En 1985, John Cage compuso la obra titulada “As slow as possible”. En su primera interpretación, la pieza duró diez minutos. Un año después, el músico la rehizo para órgano y entonces duró veinte. A su muerte, en 1992, sus incondicionales quisieron homenajearlo y pensaron en prolongar la obra todo lo que fuera posible. ¿Cuánto más? Exactamente el tiempo que pudiera durar el instrumento en el que tenía que ser ejecutada. A ese fin, adquirieron un vetusto órgano del siglo XIV, compraron una iglesia perdida de Alemania e instalaron un sistema de pesas gracias al cual interpretar la partitura todo lo despacio que el título demanda. El concierto, que comenzó en 2001 con un breve silencio de dos años, concluirá, si nada lo evita, en el año 2639. Hasta el día de hoy han sonado únicamente un par de acordes. El próximo lo hará en 2013 y acaban de salir a la venta las localidades que permitirán asistir al acontecimiento.

La peculiaridad de esta obra, en la versión reverencial de los discípulos de Cage, es que no va dirigida a ningún oyente humano. Habría que extender increíblemente nuestras existencias para que fuera posible escucharla entera. Dada la lentitud con que es interpretada, lo más a que podemos aspirar es a formarnos una idea semejante a la que tendría de una sinfonía alguien que se asomara durante una milésima de segundo a la sala donde se está ejecutando. Nuestras vidas transcurren demasiado deprisa para esta música. No podemos oírla, sólo pensarla.

Hasta el más reaccionario, título que muy bien podría asignárseme a mí mismo, comprende que el imperativo supremo para un artista es no hacer lo que ya ha sido hecho. Obedecer este imperativo no garantiza, sin embargo, el acierto.
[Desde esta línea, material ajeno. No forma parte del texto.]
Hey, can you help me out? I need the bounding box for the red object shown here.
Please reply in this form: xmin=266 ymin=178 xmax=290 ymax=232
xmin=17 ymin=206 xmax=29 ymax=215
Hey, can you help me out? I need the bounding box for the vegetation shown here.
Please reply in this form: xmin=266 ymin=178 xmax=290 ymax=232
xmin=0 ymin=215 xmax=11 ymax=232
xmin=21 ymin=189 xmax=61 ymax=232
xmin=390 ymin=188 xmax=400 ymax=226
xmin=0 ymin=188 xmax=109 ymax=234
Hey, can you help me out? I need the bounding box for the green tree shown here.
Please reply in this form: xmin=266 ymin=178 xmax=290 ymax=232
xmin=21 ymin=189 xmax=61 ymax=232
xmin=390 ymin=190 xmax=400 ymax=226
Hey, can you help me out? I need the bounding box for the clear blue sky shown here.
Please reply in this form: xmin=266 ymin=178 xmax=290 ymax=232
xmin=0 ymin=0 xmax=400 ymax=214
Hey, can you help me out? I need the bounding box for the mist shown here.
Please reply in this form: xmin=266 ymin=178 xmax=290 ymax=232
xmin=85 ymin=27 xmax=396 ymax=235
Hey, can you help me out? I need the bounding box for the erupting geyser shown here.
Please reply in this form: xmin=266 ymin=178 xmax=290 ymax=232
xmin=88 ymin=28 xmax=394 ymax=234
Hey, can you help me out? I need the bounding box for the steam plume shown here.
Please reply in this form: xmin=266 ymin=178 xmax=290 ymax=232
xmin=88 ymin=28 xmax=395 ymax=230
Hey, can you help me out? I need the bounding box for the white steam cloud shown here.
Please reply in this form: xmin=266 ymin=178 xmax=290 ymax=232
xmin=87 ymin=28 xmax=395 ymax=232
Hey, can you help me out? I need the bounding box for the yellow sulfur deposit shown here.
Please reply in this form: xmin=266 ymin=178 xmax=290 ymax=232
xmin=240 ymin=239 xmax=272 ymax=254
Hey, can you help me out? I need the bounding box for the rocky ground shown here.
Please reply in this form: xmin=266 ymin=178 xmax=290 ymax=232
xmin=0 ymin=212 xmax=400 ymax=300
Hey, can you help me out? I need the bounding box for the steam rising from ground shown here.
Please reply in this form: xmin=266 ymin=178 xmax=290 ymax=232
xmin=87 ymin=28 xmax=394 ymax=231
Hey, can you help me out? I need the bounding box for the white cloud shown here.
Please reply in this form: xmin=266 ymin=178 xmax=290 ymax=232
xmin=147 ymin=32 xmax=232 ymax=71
Entre las cosas no hechas debe haber también innumerables que han de resultar por fuerza disparatadas. ¿Será la parsimoniosa interpretación de la obra de Cage una de ellas?, ¿tiene sentido una música compuesta para ningún oyente?,

Durante seiscientos treinta y tantos años los lentos acordes de “as slow as possible” llenaran la pequeña nave de una iglesia perdida de Alemania. A no ser Dios, con quien parece que hemos intercambiado los papeles, nadie escuchará de principio a fin la pieza. Los promotores del concierto parecen tener muy claro, sin embargo, que lo primordial aquí no es la música, sino la letra. ¿Qué letra?

La lentitud opresiva de los acordes de Cage podría muy bien constituir una metáfora de la lentitud aún más opresiva del Universo cuando se adopta para comprender la esencia humana una perspectiva que no es la de la vida, sino la del cálculo. Esta es precisamente una de las características del saber de nuestra época. Se supone que un marco de millones de años puede servir para encuadrar la existencia de una criatura que no dura cien.

El resultado de tal operación, basada en una confianza excesiva en el poder de la ciencia, es el mismo que consiguen los adeptos de Cage ralentizando demencialmente su música. Esta desaparece como tal al rebasar los límites humanos, aunque si renunciamos a la inmediatez de los sentidos y adoptamos como referencia un oído que no es el nuestro, reaparece de pronto transmutada en sabiduría. ¿Sabiduría? Lástima que no haya filósofos que planteen qué es realidad y qué apariencia o fantasía.